DI: What did you see early on as challenges?

RM: The biggest challenge for this institution, like most HBCUs, is resources. [Jackson State] has been historically underfunded. Still, because of the state we’re in and the economy we’re in, we’re stretched thin because we’ve always been given the task of educating public servants — primarily teachers, social workers and so forth. And because of the history of segregation in America, there’s not a lot of wealth among the alumni. [They’re] hardworking people and good people, they just don’t have millions and billions of disposable income.

DI: Given that the school has carved out a thriving niche as an urban-based research institution, do you see Jackson State having to further negotiate the role it plays in Mississippi and its relationship with the state? 

RM:  It’s an interesting situation to be in when you are the only university in the largest metropolitan area and capital city in a state that flies a Confederate flag as its state flag, and you’re a historically Black institution. You try to put that together, and in some people’s minds it doesn’t compute.

I used to think that [the Mississippi political and business establishment] didn’t like Jackson State, but I found out that it wasn’t that they didn’t like it — it was they didn’t see it at all. As far as the business community was concerned, [Jackson State] wasn’t part of their Mississippi.

But the truth is that they are starting to pay attention. They understand that one of the biggest mistakes they made as a business community was to underinvest in the university that serves their capital city and the entire center of the state. A lot of them haven’t quite figured out how to make it right without making it White, but we’re working on it. I think they’re starting to get it.

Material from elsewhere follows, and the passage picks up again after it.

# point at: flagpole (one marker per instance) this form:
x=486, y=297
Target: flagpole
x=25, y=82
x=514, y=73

DI: Did you see Jackson State as a place that could use the skills you developed as director of the New Orleans public housing authority?

RM:  The truth is that when you look at my history with the cooperative movement work I did, Tulane and public housing — it all kind of perfectly trained me to be president of Jackson State. It’s hard to separate Jackson State from the community that it serves. It’s always been the largest institution in and for the African-American community in Jackson. Every pastor has either worked here or has a brother that works here.
We came in knowing that part of building a great university had to involve building a great community along with it. That was part of the attraction for me because I like working in universities. My opinion has always been that universities need to be more involved in building communities for two reasons. One is because the community needs it. But second is the opportunity to build great leaders out of your graduates.

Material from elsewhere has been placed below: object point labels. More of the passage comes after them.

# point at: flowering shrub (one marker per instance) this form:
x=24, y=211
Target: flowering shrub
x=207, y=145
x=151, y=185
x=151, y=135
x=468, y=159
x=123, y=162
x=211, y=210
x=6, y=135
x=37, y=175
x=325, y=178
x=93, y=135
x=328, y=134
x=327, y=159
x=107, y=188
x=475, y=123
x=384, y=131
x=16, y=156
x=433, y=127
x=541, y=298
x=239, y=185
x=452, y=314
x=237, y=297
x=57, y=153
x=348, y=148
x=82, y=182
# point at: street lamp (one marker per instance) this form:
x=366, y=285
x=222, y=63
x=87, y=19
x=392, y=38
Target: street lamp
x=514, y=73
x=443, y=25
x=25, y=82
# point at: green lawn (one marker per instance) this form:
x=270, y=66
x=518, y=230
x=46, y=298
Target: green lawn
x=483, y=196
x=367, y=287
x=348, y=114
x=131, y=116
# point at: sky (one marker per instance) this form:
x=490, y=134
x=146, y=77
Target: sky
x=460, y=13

The more they do while they learn in classes, the better they understand the real world and better leaders they will be.

DI: How would you describe the accomplishments of your presidency?

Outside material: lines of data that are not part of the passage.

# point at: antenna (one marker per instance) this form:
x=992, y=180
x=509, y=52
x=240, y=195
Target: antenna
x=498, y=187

RM:  Let me just start with the construction. If you walk from one end of the campus to the other, the things that are new [include] the track field, the student recreation center, and the college of business. The new campus union is going up now, as is new student housing and an engineering building. Some of that was [using] state money, but we figured out and borrowed money ourselves and … accelerated construction by using a little imagination and creativity to really transform the campus.

That’s the outside. But on the inside, we went from eight schools to six colleges and combined a lot of disciplines. We put in a new first-year experience where we actually assess every freshman that comes here not only for learning-skill weaknesses, but also for their strengths. And then we try to design an individualized learning program for that student to facilitate their ability to be successful at Jackson State.